Fischer–Tropsch reaction–diffusion in a cobalt catalyst particle: aspects of activity and selectivity for a variable chain growth probability

Abstract

The reaction–diffusion performance for the Fischer–Tropsch reaction in a single cobalt catalyst particle is analysed, comprising the Langmuir–Hinshelwood rate expression proposed by Yates and Satterfield and a variable chain growth parameter α, dependent on temperature and syngas composition (H₂/CO ratio). The goal is to explore regions of favourable operating conditions for maximized C₅₊ productivity from the perspective of intra-particle diffusion limitations, which strongly affect the selectivity and activity.

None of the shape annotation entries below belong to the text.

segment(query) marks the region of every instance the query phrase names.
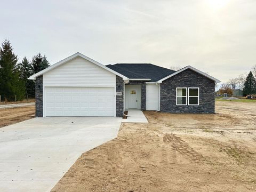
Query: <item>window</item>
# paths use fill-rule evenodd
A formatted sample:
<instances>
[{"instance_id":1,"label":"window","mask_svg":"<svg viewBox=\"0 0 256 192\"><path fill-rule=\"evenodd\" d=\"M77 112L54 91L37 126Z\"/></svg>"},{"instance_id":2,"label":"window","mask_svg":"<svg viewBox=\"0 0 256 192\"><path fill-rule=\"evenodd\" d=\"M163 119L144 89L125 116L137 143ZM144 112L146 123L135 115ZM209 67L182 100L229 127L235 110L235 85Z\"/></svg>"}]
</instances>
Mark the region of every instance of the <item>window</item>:
<instances>
[{"instance_id":1,"label":"window","mask_svg":"<svg viewBox=\"0 0 256 192\"><path fill-rule=\"evenodd\" d=\"M199 105L199 88L188 88L188 105Z\"/></svg>"},{"instance_id":2,"label":"window","mask_svg":"<svg viewBox=\"0 0 256 192\"><path fill-rule=\"evenodd\" d=\"M187 88L176 88L176 105L187 105Z\"/></svg>"}]
</instances>

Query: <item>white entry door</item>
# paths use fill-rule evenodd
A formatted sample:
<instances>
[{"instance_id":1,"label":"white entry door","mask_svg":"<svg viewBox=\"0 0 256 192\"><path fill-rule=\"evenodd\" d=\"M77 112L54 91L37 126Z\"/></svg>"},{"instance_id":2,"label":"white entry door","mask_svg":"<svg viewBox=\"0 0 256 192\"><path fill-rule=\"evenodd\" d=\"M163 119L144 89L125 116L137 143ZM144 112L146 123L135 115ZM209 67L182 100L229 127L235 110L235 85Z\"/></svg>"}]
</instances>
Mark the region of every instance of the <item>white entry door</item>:
<instances>
[{"instance_id":1,"label":"white entry door","mask_svg":"<svg viewBox=\"0 0 256 192\"><path fill-rule=\"evenodd\" d=\"M46 116L114 116L114 87L46 87Z\"/></svg>"},{"instance_id":2,"label":"white entry door","mask_svg":"<svg viewBox=\"0 0 256 192\"><path fill-rule=\"evenodd\" d=\"M141 86L126 85L125 92L125 108L140 109L141 105Z\"/></svg>"}]
</instances>

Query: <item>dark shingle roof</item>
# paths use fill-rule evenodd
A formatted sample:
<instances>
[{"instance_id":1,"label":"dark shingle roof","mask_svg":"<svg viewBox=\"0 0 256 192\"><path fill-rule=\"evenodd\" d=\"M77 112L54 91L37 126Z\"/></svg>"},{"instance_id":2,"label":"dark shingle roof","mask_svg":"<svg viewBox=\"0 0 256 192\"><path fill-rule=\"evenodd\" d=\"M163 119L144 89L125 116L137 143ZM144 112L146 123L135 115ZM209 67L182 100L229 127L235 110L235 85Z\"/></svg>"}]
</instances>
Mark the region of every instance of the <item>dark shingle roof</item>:
<instances>
[{"instance_id":1,"label":"dark shingle roof","mask_svg":"<svg viewBox=\"0 0 256 192\"><path fill-rule=\"evenodd\" d=\"M117 63L106 67L129 78L150 78L155 82L175 71L150 63Z\"/></svg>"}]
</instances>

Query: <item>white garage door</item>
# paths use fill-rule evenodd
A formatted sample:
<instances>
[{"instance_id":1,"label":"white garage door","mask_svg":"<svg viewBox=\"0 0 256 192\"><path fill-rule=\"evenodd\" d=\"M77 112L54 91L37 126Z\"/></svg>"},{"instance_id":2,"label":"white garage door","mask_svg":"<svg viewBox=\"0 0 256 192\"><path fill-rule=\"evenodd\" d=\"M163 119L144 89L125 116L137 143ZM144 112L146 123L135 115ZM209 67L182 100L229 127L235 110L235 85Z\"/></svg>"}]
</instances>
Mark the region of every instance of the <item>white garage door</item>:
<instances>
[{"instance_id":1,"label":"white garage door","mask_svg":"<svg viewBox=\"0 0 256 192\"><path fill-rule=\"evenodd\" d=\"M147 84L146 87L146 110L159 110L159 86Z\"/></svg>"},{"instance_id":2,"label":"white garage door","mask_svg":"<svg viewBox=\"0 0 256 192\"><path fill-rule=\"evenodd\" d=\"M46 116L114 116L114 87L45 87Z\"/></svg>"}]
</instances>

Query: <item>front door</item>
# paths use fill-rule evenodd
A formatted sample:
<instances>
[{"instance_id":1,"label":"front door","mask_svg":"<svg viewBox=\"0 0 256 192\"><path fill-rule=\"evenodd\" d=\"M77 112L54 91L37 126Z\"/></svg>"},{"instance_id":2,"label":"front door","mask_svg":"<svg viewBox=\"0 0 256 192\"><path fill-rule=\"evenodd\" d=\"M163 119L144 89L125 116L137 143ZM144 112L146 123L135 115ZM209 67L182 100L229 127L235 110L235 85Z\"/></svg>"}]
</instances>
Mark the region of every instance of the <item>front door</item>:
<instances>
[{"instance_id":1,"label":"front door","mask_svg":"<svg viewBox=\"0 0 256 192\"><path fill-rule=\"evenodd\" d=\"M140 109L141 105L141 86L125 85L125 108Z\"/></svg>"}]
</instances>

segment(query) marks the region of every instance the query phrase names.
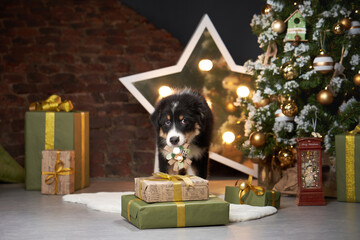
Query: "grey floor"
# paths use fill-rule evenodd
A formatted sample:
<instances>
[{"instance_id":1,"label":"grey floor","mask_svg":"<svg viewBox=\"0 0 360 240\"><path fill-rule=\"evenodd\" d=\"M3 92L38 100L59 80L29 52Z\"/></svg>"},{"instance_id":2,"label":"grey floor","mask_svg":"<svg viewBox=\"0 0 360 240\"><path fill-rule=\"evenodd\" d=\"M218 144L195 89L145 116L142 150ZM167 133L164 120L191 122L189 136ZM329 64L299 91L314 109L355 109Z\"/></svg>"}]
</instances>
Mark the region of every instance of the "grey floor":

The results demonstrate the deteriorating effect of an increasing H₂/CO ratio profile towards the centre of the catalyst particle on the local chain growth probability, arising from intrinsically unbalanced diffusivities and consumption ratios of H₂ and CO. The C₅₊ space time yield, a combination of catalyst activity and selectivity, can be increased with a factor 3 (small catalyst particle, d_cat = 50 μm) to 10 (large catalyst particle, d_cat = 2.0 mm) by lowering the bulk H₂/CO ratio from 2 to 1, and increasing temperature from 500 K to 530 K. For further maximization of the C₅₊ space time yield under these conditions (H₂/CO = 1, T = 530 K) it seems more effective to focus catalyst development on improving the activity rather than selectivity. Furthermore, directions for optimal reactor operation conditions are indicated.